# Finding minimum value of the equation given.

Question - Find the minimum value of $$|1 + z| + |1-z|$$.

I'm trying to solve the question by thinking of them as points in the Argand plane. The $$|1+z|$$ can be written as $$|z - (-1)|$$ which is the distance of $$z$$ from $$(-1)$$ on the Argand plane. But I don't understand how to find the second part on Argand plane like I did the first one. If I find the second point, then the answer will just be the minimum distance between both the points.

• $|1-z| = |-(z-1)|=|z-1|$ – krirkrirk Nov 16 '18 at 12:42
• @krirkrirk Thanks! It didn't click at the moment. Got the answer! – Kaustuv Sawarn Nov 16 '18 at 12:47

The formula represents the sum of the distances from z to 1 and -1. So the minimum is at the midpoint of -1 , 1, i. e. 0; thus the minimum value is 2.
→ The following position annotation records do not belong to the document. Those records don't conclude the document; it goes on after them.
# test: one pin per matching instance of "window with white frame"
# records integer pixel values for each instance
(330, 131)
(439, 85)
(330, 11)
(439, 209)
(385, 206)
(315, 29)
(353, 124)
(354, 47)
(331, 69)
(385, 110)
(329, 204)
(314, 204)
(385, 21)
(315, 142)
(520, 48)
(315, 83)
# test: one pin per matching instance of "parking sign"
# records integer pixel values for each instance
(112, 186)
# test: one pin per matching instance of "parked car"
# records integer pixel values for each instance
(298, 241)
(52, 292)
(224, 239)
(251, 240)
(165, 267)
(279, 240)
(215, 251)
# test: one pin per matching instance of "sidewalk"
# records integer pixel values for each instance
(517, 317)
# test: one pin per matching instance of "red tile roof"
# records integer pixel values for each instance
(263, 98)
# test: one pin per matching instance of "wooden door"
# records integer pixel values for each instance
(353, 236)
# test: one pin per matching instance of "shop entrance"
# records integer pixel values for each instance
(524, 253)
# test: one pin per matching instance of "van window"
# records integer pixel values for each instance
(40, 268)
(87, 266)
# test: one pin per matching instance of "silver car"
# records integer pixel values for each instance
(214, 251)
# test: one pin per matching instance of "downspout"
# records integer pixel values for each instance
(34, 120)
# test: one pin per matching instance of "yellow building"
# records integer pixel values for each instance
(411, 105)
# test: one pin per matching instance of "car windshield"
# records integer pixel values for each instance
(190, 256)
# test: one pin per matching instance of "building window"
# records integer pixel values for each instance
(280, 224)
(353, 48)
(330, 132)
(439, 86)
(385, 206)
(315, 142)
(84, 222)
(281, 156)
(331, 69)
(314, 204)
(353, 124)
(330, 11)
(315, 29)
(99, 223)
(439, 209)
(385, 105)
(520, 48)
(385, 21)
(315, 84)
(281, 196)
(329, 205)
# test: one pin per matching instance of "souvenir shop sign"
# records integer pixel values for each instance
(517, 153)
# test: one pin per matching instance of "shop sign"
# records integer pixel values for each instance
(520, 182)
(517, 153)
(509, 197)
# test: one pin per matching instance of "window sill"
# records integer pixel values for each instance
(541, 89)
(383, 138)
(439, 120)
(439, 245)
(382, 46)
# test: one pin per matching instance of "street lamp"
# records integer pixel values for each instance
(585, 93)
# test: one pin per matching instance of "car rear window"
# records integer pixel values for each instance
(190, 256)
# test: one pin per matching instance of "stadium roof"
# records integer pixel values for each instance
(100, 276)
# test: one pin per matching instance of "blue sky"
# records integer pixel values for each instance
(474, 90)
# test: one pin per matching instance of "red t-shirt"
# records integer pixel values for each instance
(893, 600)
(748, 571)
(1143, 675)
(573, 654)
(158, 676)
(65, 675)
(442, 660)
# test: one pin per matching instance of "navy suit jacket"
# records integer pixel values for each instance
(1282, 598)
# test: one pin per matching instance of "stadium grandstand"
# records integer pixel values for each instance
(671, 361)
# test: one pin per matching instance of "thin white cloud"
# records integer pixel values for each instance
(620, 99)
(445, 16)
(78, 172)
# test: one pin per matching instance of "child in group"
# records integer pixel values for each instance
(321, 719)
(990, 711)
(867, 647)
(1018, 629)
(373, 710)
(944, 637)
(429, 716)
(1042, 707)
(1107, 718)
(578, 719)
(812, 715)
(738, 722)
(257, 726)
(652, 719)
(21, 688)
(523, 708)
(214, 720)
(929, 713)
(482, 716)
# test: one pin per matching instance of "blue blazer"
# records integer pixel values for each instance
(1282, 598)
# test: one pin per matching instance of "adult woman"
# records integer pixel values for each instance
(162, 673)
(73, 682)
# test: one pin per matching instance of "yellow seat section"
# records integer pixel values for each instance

$$|1+z|+|1-z|=c$$ for a positive constant $$c>0$$ dscribes an ellipse with focus at $$1$$ and $$-1$$ and axis of length $$c$$.

BEcause the axis must be longer than the distance between focus, $$c\ge 2$$.

A bit of geometry.

In the complex plane:

$$A(-1,0)$$, $$B(1,0)$$ and let $$C(x,y),$$ where $$z =x+iy$$, $$x,y$$, real.

$$\triangle ABC$$ has sides of lengths:

$$|AB|=2$$, |$$AC| =|z+1|$$, $$|BC|= |z-1|$$.

The sum of the lengths of 2 sides of a triangle is greater than the 3rd side:

$$|z+1|+|z-1| > 2.$$

$$2$$ is a lower bound. Is there a minimum?

If yes , $$z=?$$